Embora hoje não ligue mais para doces (para sorte dos meus dentes), outro dia não resisti: entrei na loja, caminhei um pouco lá dentro, como se estivesse a escolher algo, e comprei alguma bobagem qualquer. Na hora de pagar, dei uma rápida, porém significativa, olhada no perfil dos funcionários. Eles não me reconheceram, e nem poderiam. Afinal, quando moleque, acho que nunca trocamos mais do que algumas palavras. Melhor assim, pois uma conversa banal, do tipo "e aí, quanto tempo, hein?", "está fazendo o quê?", "e seus pais?", "engordou, hein"? tiraria toda a magia do momento, que prosseguiu com um passeio, aqui e ali um reencontro, outros personagens marcantes, como o dono da banca de jornal, onde comprava muitas revistas em quadrinhos, o ponto final do ônibus em frente à minha casa, o barbeiro, com cadeira americana (e onde ainda corto o cabelo) e a mendiga Rubenita, já pela casa dos 60 e tantos, prova viva de que os anticorpos realmente protegem os que vivem nas ruas.

Quando me deparo fisicamente com lugares e personagens vivos de algum lugar do passado, percebo que a máquina do tempo é uma invenção totalmente possível de se realizar apenas na memória. Tudo atinge uma outra dimensão, que pode ser agradável ou frustante. Se somos felizes, se conseguimos concretizar pelo menos parte do que planejamos ou sonhamos, este pequeno regresso não deve nos afetar, pelo menos assim acredito.
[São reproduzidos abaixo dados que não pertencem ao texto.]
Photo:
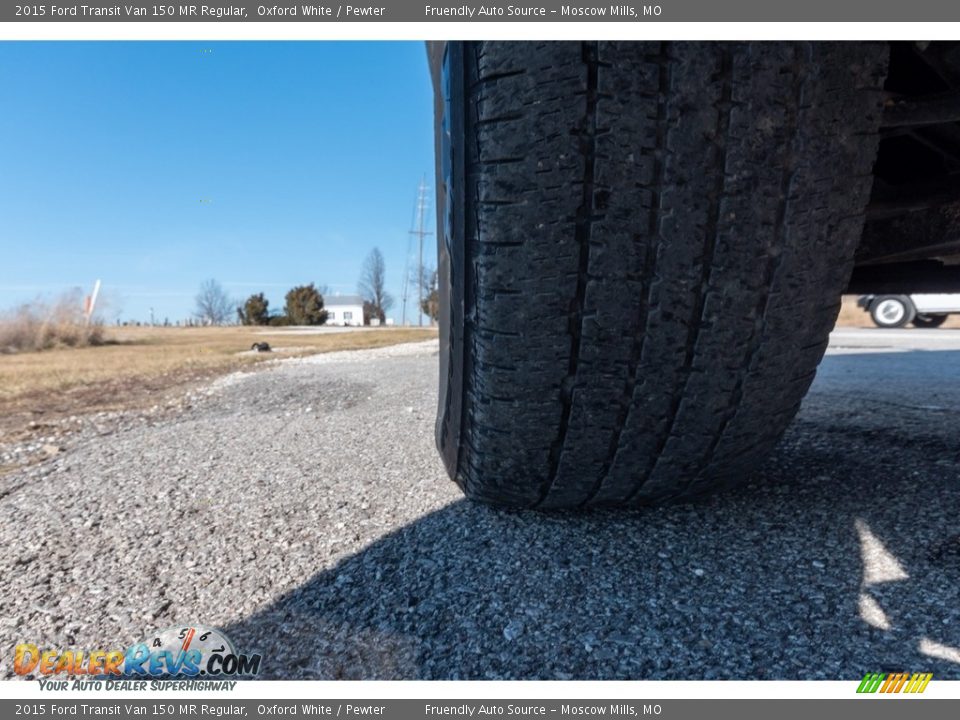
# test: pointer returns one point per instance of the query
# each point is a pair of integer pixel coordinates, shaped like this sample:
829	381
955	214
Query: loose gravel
302	508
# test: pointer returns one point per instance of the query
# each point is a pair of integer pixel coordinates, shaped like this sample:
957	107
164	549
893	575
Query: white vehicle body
922	309
937	303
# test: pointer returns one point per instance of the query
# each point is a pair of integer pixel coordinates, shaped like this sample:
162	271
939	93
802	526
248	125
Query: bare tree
213	305
372	285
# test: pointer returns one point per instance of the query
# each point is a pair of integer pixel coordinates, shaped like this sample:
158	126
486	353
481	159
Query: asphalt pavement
303	509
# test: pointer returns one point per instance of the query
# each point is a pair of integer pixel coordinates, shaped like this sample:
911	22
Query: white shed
344	309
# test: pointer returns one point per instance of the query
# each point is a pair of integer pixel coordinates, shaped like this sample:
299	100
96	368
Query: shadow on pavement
841	556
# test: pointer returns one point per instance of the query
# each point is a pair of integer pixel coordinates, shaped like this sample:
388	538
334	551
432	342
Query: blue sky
157	165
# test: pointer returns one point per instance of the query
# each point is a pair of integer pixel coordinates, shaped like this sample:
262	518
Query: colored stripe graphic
871	682
894	682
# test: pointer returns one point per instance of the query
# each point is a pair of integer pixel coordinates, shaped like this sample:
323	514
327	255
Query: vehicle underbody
911	239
Mas se levamos uma vida frustrante, a falar coisas do tipo "pô, tive tanto tempo pra escolher o que fazer", aí a melancolia assume o papel de protagonista, forçando a busca por uma conjunção tempo-espaço qualquer - um caminho, uma fresta onde dê para interferir nas escolhas que fizemos nos "verdes anos", como diria José Lins do Rego, um autor que fez das memórias da infância passada no engenho do avô matéria-prima para alguns de seus melhores romances.
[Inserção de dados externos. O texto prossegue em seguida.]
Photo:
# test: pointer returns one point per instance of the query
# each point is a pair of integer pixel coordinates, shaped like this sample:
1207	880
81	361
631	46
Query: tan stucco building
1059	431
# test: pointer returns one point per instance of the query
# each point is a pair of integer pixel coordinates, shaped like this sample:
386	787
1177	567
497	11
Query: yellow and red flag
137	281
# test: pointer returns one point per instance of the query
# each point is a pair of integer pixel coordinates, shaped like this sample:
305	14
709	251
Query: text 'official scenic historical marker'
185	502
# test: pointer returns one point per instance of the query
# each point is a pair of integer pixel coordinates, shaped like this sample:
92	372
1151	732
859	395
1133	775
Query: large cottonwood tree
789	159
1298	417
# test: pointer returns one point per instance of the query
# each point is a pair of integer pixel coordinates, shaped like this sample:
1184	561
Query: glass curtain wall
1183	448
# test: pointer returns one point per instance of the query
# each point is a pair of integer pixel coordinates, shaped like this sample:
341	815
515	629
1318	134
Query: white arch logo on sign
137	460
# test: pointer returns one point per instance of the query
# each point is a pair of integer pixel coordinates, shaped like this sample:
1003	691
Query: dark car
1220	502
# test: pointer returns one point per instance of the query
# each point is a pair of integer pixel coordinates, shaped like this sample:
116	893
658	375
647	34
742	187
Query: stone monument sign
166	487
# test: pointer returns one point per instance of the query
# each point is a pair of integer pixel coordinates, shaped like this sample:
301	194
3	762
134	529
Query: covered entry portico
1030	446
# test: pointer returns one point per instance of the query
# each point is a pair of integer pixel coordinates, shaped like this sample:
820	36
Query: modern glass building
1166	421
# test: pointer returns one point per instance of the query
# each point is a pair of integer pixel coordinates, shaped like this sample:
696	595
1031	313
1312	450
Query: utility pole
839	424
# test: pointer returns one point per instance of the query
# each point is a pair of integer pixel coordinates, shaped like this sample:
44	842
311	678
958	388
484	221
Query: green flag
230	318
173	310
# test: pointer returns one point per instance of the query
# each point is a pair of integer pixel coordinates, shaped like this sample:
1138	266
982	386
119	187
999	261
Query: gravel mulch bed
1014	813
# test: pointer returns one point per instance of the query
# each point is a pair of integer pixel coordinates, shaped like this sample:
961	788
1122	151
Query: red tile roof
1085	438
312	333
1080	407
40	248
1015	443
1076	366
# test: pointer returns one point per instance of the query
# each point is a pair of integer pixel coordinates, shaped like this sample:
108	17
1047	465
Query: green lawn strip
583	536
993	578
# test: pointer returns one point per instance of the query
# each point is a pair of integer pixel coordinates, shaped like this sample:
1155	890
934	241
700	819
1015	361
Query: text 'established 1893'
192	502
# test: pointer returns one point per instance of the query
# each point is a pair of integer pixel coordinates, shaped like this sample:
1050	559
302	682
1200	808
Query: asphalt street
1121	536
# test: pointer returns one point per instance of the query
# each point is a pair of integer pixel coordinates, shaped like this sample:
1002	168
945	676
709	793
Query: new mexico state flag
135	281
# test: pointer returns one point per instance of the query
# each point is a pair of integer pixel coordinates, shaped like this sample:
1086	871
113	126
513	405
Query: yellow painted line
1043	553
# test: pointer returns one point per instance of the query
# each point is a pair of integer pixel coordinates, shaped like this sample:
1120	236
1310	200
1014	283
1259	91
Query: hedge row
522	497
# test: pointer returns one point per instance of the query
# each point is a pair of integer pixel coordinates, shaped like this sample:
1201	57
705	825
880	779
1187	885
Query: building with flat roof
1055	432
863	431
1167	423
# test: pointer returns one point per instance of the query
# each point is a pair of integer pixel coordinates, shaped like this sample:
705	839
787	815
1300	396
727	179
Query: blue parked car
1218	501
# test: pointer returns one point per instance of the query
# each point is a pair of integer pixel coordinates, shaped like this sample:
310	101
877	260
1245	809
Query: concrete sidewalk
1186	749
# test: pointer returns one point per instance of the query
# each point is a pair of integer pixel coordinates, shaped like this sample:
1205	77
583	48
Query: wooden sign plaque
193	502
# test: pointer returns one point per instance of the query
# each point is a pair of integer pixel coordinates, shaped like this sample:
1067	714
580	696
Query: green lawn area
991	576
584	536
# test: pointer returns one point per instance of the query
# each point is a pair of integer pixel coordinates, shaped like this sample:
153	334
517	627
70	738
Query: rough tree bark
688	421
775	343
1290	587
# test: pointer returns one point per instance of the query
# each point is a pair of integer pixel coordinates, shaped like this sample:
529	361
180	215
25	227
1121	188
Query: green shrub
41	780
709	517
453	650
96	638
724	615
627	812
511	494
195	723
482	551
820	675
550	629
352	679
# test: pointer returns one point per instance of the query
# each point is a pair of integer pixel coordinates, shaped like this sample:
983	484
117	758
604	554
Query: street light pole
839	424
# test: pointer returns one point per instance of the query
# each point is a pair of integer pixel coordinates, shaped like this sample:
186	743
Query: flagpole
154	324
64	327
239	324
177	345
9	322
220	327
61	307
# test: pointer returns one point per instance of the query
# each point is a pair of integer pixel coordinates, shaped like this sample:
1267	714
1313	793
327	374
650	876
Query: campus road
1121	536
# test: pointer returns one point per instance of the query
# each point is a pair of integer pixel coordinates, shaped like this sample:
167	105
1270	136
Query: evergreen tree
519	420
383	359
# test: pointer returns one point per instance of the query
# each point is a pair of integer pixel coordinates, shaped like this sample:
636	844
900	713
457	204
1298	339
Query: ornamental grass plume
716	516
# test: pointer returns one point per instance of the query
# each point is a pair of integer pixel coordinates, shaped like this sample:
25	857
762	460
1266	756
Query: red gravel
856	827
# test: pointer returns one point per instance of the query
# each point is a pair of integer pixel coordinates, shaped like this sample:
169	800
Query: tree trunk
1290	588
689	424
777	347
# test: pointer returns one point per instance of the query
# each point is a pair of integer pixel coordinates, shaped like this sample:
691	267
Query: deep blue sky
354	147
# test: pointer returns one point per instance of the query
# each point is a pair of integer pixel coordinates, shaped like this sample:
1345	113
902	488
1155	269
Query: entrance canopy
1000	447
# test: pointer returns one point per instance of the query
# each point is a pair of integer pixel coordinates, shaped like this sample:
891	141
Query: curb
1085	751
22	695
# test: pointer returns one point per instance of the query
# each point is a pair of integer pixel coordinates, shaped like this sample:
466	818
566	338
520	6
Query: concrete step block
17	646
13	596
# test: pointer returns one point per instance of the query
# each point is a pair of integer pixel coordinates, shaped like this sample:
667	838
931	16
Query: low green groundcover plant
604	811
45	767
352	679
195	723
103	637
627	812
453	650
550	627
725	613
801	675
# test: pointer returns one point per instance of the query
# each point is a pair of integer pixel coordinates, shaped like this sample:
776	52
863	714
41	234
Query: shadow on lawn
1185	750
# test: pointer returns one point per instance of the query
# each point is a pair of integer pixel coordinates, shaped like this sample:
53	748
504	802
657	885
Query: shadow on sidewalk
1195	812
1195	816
A impressão que tenho nestas viagens ao bairro de infância às vezes é tão real que chego a acreditar que, ao virar a esquina, ainda vou encontrar a mim mesmo, andando de biciclieta monark-monareta verde, jogando bola na rua de paralelepípedos ao meio-dia (e arrebentando o dedão, às vezes), ou entrando no jatão, o brinquedo mais popular do parque IV centenário.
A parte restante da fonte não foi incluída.